PagerDuty MCP Server — agentic threat model
The PagerDuty MCP Server introduces high operational risk by enabling LLMs to directly modify real-world incident states, services, and schedules, making it highly vulnerable to prompt injection attacks that could disrupt critical IT operations.
OWASP AIVSS score rationale
| Autonomy of Action | 0.70 | |
| Goal-Driven Planning | 0.40 | |
| Self-Modification | 0.10 | |
| Dynamic Tool Use | 0.80 | |
| Persistent Memory | 0.20 | |
| Contextual Awareness | 0.60 | |
| Dynamic Identity | 0.50 | |
| Multi-Agent Interactions | 0.30 | |
| Non-Determinism | 0.50 | |
| Opacity & Reflexivity | 0.40 |
Scored with the canonical OWASP AIVSS formula (AIVSS calculator reference); agentic risk factors estimated from the agent’s described capabilities.
MAESTRO 7-layer threat model
Per-layer threats for this agent. Layers tagged “not certain from listing” are general, caveated commentary where the public description didn’t pin that layer.
Not certain from the listing — relies on external LLMs hosting the MCP client. The primary threat is prompt injection or adversarial reprogramming of the host LLM, leading it to execute unauthorized PagerDuty actions.
The server reads sensitive operational data including incident logs, service configurations, schedules, and on-call personnel details. Exposure or exfiltration of this metadata via RAG or context windows is a key risk.
High risk of tool misuse. The MCP server exposes tools to trigger, escalate, or resolve incidents. A compromised framework or poisoned prompt can abuse these tools to cause widespread operational denial of service.
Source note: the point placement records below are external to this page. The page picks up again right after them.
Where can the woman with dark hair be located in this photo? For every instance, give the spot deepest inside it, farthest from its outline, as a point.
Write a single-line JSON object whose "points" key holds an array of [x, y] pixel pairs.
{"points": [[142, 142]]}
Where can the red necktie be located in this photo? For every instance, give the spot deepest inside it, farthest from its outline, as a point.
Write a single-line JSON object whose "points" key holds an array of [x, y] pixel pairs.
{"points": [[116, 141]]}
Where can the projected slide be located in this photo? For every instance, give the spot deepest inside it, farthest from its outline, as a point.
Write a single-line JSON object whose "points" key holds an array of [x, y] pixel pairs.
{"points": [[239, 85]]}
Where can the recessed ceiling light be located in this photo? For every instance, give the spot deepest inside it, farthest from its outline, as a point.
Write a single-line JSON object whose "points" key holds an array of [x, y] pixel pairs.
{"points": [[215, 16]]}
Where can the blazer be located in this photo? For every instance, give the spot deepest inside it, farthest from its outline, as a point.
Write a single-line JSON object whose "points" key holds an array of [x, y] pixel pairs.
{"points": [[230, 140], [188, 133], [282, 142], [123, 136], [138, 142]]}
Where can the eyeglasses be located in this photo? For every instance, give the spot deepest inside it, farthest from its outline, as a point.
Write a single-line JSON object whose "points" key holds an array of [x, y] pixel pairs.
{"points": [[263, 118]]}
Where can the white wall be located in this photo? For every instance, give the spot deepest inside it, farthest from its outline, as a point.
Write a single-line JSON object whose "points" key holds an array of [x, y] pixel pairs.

Not certain from the listing — depends on where the MCP server is hosted. Security relies heavily on the secure storage and isolation of the PagerDuty API tokens used by the server instance.
Not certain from the listing — requires external logging of MCP tool invocations. Without strict audit trails, unauthorized incident modifications or state changes will lack accountability.
Token scope is the primary control. The server's security posture depends entirely on enforcing least-privilege API keys and implementing robust user-level authorization (OAuth) rather than shared administrative tokens.
In a multi-agent MCP environment, a secondary agent could query this server to gain operational context or maliciously resolve active alerts, leading to cascading, undetected infrastructure failures.
MAESTRO — the 7-layer agentic threat-modeling framework (Cloud Security Alliance / Ken Huang).